In a piece on the BBC website Magazine section, the historian David Cannadine talks about ties. The article starts:
The former governor of the state of New York, Mario Cuomo, once observed that in a modern democracy “you campaign in poetry but you govern in prose”.
which certainly caught my attention.
But Cannadine then makes a strange leap to connect this to the subject of ties:
Translated from speech to dress, […] suggests that you campaign wearing an open neck shirt, but govern wearing a tie.
To press the flesh and get yourself elected, it seems essential to dress down and appear casual, like ordinary voters, rather than be buttoned up or formal.
Even if you include the phrases I’ve snipped from the quote, the gist of this opening seems to be that poetry is less formal than prose.
Since Cannadine doesn’t mention either poetry or prose again, it’s a bit hard to know quite why he uses Cuomo’s quote or what he really intends by it, but I find it slightly offensive to have poetry compared to “wearing an open neck shirt,” while prose is “buttoned up or formal.” This suggests that ‘anything goes’ in poetry while prose is limited by stricter rules.

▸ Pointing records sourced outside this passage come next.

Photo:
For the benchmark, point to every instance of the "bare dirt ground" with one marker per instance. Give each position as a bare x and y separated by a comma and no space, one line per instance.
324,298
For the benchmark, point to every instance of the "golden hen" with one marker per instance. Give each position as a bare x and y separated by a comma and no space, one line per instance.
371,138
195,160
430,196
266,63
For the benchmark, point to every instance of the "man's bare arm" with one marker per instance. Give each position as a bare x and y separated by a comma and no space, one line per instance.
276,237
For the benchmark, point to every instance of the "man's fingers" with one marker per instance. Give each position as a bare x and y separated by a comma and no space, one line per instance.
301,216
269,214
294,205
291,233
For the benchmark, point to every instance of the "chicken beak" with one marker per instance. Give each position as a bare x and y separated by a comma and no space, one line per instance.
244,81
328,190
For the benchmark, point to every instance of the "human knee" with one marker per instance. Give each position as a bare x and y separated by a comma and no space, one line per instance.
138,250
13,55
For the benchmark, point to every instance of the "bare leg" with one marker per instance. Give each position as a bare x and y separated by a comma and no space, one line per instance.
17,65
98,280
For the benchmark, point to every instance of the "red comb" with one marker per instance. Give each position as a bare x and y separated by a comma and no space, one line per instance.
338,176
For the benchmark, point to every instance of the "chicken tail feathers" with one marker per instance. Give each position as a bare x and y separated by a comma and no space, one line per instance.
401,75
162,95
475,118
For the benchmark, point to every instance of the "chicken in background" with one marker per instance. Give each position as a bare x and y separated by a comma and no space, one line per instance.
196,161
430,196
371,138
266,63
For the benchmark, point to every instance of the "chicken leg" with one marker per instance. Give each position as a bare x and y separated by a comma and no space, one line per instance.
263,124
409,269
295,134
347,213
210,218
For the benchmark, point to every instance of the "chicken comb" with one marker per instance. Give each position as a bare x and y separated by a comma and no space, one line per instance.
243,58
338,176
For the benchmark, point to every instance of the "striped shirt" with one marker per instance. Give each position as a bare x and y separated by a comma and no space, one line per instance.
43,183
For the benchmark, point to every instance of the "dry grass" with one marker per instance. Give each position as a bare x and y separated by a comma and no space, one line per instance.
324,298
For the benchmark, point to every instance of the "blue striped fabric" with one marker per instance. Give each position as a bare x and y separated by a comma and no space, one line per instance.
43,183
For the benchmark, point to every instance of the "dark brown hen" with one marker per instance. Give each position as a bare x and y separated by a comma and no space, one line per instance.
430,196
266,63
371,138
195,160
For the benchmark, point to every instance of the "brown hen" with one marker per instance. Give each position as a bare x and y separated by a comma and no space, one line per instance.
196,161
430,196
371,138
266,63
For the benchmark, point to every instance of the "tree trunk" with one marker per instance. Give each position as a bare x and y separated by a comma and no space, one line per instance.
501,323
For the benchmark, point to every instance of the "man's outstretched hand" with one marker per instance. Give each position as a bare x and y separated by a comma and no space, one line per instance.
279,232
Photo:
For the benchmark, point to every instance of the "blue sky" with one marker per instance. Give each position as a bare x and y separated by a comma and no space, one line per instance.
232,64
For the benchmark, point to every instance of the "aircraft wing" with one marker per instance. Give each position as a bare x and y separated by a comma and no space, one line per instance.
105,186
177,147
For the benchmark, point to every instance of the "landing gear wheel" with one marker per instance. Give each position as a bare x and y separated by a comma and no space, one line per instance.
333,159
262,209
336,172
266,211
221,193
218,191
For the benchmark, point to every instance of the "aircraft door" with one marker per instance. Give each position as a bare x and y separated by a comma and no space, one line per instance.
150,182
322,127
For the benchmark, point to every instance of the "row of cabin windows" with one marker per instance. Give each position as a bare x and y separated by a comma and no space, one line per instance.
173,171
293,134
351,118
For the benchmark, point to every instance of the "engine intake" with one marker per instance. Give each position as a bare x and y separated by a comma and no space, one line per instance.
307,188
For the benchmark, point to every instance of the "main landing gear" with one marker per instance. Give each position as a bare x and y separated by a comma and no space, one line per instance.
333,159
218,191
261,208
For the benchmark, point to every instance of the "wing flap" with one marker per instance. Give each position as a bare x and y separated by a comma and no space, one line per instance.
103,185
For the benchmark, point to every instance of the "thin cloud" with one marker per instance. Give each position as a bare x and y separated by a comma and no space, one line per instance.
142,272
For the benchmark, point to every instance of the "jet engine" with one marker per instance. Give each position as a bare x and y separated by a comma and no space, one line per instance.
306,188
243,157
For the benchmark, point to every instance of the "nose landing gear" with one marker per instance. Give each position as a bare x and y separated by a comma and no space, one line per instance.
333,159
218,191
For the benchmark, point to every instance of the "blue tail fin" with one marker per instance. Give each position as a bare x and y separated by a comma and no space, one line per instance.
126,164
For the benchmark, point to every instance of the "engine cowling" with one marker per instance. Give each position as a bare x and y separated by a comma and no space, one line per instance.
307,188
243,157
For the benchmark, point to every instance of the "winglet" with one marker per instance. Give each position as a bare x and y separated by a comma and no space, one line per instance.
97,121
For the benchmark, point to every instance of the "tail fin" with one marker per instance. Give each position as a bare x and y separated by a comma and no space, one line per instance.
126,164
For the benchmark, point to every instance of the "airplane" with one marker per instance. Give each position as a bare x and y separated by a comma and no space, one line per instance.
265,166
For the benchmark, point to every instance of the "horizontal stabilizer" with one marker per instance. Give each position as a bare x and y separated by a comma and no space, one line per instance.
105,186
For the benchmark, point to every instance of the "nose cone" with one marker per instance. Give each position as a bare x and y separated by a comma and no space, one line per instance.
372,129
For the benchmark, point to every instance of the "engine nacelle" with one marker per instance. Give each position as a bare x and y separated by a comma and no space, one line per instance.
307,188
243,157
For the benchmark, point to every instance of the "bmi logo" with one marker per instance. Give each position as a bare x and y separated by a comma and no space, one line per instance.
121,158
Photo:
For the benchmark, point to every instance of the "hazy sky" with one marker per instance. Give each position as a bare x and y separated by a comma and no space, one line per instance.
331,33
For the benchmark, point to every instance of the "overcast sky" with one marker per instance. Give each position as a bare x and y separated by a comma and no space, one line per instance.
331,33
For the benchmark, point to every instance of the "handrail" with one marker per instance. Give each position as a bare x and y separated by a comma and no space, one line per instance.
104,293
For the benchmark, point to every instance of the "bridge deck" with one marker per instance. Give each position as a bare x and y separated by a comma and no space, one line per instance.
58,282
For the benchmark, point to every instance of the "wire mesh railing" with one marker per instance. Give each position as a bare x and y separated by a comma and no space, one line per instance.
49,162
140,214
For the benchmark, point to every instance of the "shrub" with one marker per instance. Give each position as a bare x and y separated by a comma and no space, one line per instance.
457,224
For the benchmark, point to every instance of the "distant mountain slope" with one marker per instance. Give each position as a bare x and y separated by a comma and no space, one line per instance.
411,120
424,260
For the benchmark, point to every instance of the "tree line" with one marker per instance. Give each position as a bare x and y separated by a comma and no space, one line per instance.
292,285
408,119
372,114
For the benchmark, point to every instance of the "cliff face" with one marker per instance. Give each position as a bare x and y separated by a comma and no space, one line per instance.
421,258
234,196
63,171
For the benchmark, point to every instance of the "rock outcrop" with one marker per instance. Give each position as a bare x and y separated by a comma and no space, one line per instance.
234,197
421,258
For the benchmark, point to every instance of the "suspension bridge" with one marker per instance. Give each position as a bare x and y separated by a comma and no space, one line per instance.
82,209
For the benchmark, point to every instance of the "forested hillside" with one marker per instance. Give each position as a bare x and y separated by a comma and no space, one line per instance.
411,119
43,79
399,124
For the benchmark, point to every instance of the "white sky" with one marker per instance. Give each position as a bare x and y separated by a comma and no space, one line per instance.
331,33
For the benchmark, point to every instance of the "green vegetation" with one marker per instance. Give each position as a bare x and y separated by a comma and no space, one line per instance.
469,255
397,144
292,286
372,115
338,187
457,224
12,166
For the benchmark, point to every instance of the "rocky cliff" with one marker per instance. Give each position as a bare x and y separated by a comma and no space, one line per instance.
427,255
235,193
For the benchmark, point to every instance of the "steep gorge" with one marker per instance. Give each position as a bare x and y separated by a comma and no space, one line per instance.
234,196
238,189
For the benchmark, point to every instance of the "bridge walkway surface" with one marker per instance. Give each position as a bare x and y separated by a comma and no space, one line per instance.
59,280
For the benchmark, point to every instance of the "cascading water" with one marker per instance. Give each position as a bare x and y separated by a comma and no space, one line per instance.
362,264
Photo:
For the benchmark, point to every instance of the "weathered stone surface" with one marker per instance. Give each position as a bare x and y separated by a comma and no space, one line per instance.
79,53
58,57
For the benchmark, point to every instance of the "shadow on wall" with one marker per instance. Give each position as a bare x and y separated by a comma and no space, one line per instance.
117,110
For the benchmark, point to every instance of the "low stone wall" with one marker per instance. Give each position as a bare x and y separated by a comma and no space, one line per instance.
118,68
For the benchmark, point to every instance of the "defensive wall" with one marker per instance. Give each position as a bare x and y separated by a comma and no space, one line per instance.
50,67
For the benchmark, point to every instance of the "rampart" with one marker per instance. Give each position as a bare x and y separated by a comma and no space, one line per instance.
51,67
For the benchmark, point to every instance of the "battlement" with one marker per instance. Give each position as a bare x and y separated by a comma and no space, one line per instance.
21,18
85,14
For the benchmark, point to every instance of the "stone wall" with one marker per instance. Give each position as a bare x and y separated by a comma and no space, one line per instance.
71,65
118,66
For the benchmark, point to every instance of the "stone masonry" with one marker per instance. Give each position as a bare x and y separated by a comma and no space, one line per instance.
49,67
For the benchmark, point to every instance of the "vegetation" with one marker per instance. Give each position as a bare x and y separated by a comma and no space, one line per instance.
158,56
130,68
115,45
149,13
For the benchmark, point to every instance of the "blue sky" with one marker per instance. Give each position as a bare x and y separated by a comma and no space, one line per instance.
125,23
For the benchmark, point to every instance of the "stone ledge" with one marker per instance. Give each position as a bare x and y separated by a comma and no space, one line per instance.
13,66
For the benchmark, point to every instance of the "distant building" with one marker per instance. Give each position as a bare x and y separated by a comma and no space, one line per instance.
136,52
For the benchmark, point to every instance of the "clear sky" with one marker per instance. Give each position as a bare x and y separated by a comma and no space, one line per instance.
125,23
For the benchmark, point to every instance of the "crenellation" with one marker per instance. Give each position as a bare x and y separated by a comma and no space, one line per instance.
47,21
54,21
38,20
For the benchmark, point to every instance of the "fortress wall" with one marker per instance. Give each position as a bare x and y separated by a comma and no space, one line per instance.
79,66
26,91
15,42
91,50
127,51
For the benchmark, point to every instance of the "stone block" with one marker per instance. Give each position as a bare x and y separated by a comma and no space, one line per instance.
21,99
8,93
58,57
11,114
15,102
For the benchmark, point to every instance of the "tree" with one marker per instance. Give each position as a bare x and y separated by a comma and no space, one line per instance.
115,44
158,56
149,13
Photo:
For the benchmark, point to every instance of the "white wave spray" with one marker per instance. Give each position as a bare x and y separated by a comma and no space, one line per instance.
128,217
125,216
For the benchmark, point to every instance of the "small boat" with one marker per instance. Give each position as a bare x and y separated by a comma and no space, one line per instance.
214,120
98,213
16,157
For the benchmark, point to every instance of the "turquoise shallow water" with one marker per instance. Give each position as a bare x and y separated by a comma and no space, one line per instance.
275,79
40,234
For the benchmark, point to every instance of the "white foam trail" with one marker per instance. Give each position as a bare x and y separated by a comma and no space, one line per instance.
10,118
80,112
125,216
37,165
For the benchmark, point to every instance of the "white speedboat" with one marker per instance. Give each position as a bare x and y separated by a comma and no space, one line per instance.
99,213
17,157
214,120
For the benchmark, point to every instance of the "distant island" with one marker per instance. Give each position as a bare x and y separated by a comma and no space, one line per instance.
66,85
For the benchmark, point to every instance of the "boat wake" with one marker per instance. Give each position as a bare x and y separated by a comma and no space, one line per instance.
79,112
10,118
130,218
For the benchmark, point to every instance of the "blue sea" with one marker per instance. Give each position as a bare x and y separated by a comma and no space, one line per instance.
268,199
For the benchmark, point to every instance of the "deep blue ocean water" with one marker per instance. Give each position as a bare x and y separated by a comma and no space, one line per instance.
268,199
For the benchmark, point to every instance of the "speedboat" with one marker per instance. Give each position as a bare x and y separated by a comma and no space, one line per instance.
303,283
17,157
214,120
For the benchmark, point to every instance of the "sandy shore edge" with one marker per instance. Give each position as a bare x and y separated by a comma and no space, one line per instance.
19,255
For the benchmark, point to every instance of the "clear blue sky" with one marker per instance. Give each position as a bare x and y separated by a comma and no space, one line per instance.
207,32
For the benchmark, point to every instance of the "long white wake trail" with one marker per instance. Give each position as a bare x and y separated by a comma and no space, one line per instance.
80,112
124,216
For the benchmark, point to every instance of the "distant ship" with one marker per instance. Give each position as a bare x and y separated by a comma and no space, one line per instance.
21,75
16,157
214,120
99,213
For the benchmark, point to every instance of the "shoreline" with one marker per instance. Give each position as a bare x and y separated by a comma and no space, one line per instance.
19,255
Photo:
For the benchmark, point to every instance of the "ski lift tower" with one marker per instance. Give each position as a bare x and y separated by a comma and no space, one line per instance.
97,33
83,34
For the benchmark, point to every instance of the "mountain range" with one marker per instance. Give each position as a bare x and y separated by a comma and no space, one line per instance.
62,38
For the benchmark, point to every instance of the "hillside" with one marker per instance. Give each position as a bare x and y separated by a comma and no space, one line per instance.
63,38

I’d argue that (good) poetry isn’t less strict, but that it conforms to additional norms and discipline.
Both poetry and prose are bound by rules of grammar, syntax, spelling etc. And then poetry adds in a whole lot more rules and strictures of form, metre and rhyme, which surely could be seen as making it more disciplined rather than less so.
Thinking about this made me look closer at the Cuomo quote. Here, I can see what’s intended – that the campaign calls for oratorical skills while the actual governing calls for practical action – but I think that this is also a misrepresentation of poetry. It implies that poetry is all about rhetoric and emotion, that it deals with promises and dreams, and that it isn’t rooted in reality and it isn’t functional.
I believe that poems can – and possibly should – deal with real life; I think that good poetry can be effective in conveying information and ideas succinctly, and that it tends to be more memorable than prose. Which rather suggests that, in some ways at least, it is more functional.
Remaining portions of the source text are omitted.